Identifying gene expression predictive of response to neoadjuvant endocrine therapy in early breast cancer.

Abstract

Purpose: Estrogen receptor (ER)-positive breast cancer is the most common subtype, accounting for approximately 80% of cases, with endocrine therapy as the standard postoperative treatment. However, despite risk-reducing therapies, the risk of recurrence remains substantial. Studies, including the POETIC trial, have demonstrated that low Ki67 levels following short-term neoadjuvant endocrine therapy (sNAET) are associated with a favorable prognosis. The objective of this study is to identify genes associated with the suppression of cell cycle progression by sNAET in postmenopausal patients with ER-positive/human epidermal growth factor receptor 2-negative breast cancer.

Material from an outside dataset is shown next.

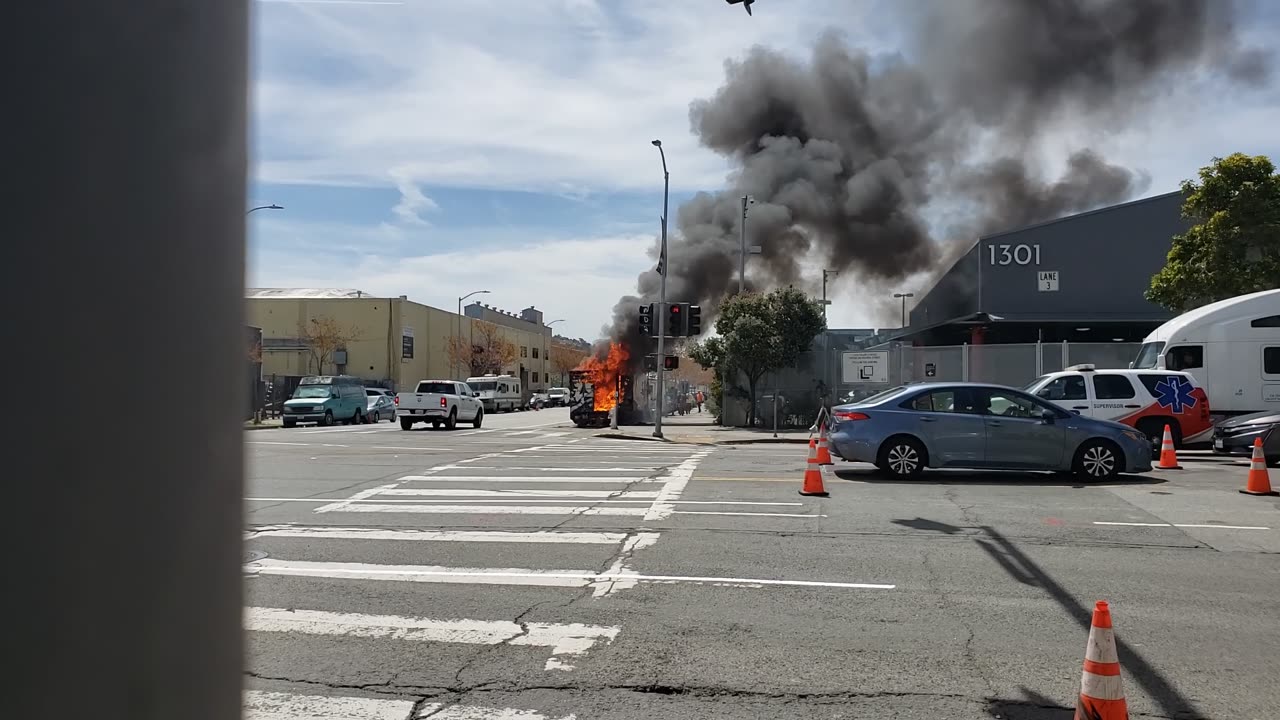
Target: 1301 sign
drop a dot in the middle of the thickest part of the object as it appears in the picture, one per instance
(1014, 254)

Methods: Ninety-seven tissue samples were collected and classified into groups based on Ki67 expression levels before and after treatment. RNA sequencing and real-time quantitative reverse transcription PCR were performed to analyze gene expression in tumor samples from patients stratified into High-High (H-H) or High-Low (H-L) groups based on Ki67 levels before and after sNAET.

Results: Among the differentially expressed genes identified, CXCL9 and ABCA12 were significantly upregulated in the H-H group and were associated with a poor response to endocrine therapy. Conversely, NPY1R was significantly upregulated in the H-L group, suggesting greater responsiveness. In multivariate logistic regression analysis, CXCL9 (OR: 0.65, p = 0.024) and NPY1R (OR: 1.61, p = 0.048) were significant predictors of Ki67 reduction.

Conclusion: These findings suggest that CXCL9 and NPY1R could serve as predictive biomarkers for endocrine therapy response. Identifying these biomarkers may facilitate personalized treatment strategies, including the addition of therapies such as chemotherapy for resistant cases.